Salaires | publié le : 05.04.2021 | Lys Zohin

Depuis le 1er avril, environ deux millions de smicards, outre-Manche, profitent d'un coup de pouce de 2,2 % décidé par le gouvernement. Le smic britannique, le National living wage, passe ainsi à 8,91 livres sterling de l'heure, soit 10,47 euros. Les 23-24 ans, qui étaient jusqu'à présent exclus du dispositif, en profiteront eux aussi. En outre, pour les 21-22 ans, le salaire minimum augmente de 2 %, ce qui le porte à l'équivalent de 9,82 euros. Pour les 18-20 ans, l'augmentation n'est que de 1,7 %, portant le taux à l'équivalent de 7,71 euros. Enfin, les moins de 18 ans ont droit à une augmentation de 1,5 %, soit 5,43 euros de l'heure. Par ailleurs, le taux pour les apprentis augmente de 3,6 %, ce qui donne un salaire minimum horaire de 5,05 euros. Mais cela ne veut pas dire qu'il n'y aura pas encore des oubliés.... De fait, les salariés qui sont, en raison de la crise de la Covid-19, en chômage partiel ou total continueront, eux, de recevoir 80 % de leur salaire d'avant l'augmentation du Smic, et ne bénéficieront du coup de pouce gouvernemental qu'une fois être retournés au travail.
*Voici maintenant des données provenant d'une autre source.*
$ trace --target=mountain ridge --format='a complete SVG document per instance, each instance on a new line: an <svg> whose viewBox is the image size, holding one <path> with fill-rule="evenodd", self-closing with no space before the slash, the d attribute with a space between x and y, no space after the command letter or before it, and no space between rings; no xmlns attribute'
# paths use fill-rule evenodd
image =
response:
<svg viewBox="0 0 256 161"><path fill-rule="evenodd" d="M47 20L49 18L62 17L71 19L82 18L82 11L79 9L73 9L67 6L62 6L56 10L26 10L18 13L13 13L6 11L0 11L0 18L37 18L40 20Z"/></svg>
Or, parmi les quelque 4,7 millions de personnes au chômage actuellement au Royaume-Un,i se trouvent environ 800.000 personnes au bas de l'échelle des salaires. Autant dire que les décisions gouvernementales ne satisfont pas les partisans d'un dispositif plus généreux. Ainsi, la fédération des syndicats, la TUC, qui avait demandé que l'augmentation du salaire horaire minimum atteigne les 10 livres sterling, et non les 8,91 décidés par le gouvernement, reste  sur sa faim. « Ceux qui espéraient pouvoir vivre décemment ont encore une fois été déçus », a déclaré Frances O'Grady, sa secrétaire générale. En outre, si « le coup de pouce décidé était plus que nécessaire, trop de bas salaires se rendent compte que toute hausse est absorbée par le manque d'heures travaillées, l'augmentation du coût du logement et une couverture sociale inadéquate », ajoute Mike Hawking, de la fondation Joseph Rowntree, qui milite pour plus d'égalité sociale.